One way to create a good culture of masculinity is for men to have female heroes and role models. Let me name you some of mine: From the Bible, Mary of course, the teenage peasant girl whom God chose to bring his Son into the world, to nurse him into manhood, then had to watch him die on the cross. No, I’m not going Roman Catholic any time soon, but we should all call Mary “blessed.”
I was just at a meeting where the (male) speaker seemed to be saying that, according to the Bible, courage is a distinctively masculine characteristic and fearfulness a distinctively feminine one. The cited verses (1 Cor 16:13; Isa 19:16) don't seem to me to teach that. I can't get out of my head the story of Baptist missionary Lottie Moon interposing herself between an angry mob and a man they were beating to death, announcing that the mob would have to kill her first.
Perhaps it would be wiser for men not to make claims about courage until after they have given birth to a baby.
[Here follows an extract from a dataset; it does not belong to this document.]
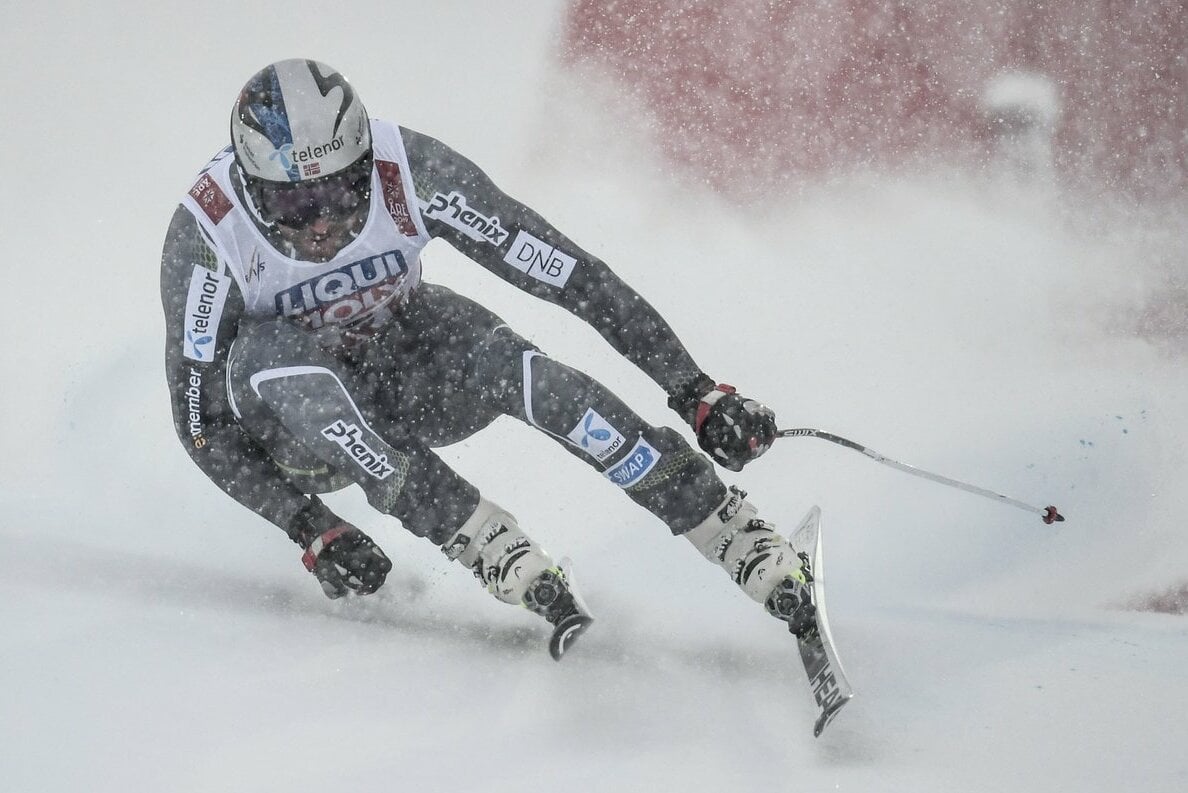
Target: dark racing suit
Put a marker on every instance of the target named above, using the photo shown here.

Read anything from A Mighty Girl. So many remarkable stories about women we all should know. https://www.facebook.com/amightygirl/
Josephine Butler considered the mother of feminism. Married to English clergyman her contribution to the moral fibre of Britain and Europe, according to Prof Sarah Williams was as significant as that of William Wiberforce
Annie Dillard taught me to see the things I look at; Flannery O’Connor has helped me know and laugh at my hypocrisy and shallow judgments; I’d sit and listen to Simon Weil for days. I also adore and probably mimic the writing of Anne Lamott. Teresa of Ávila and Julian of Norwich were probably on a another plane entirely. Anna the prophetess gave me my retirement plan.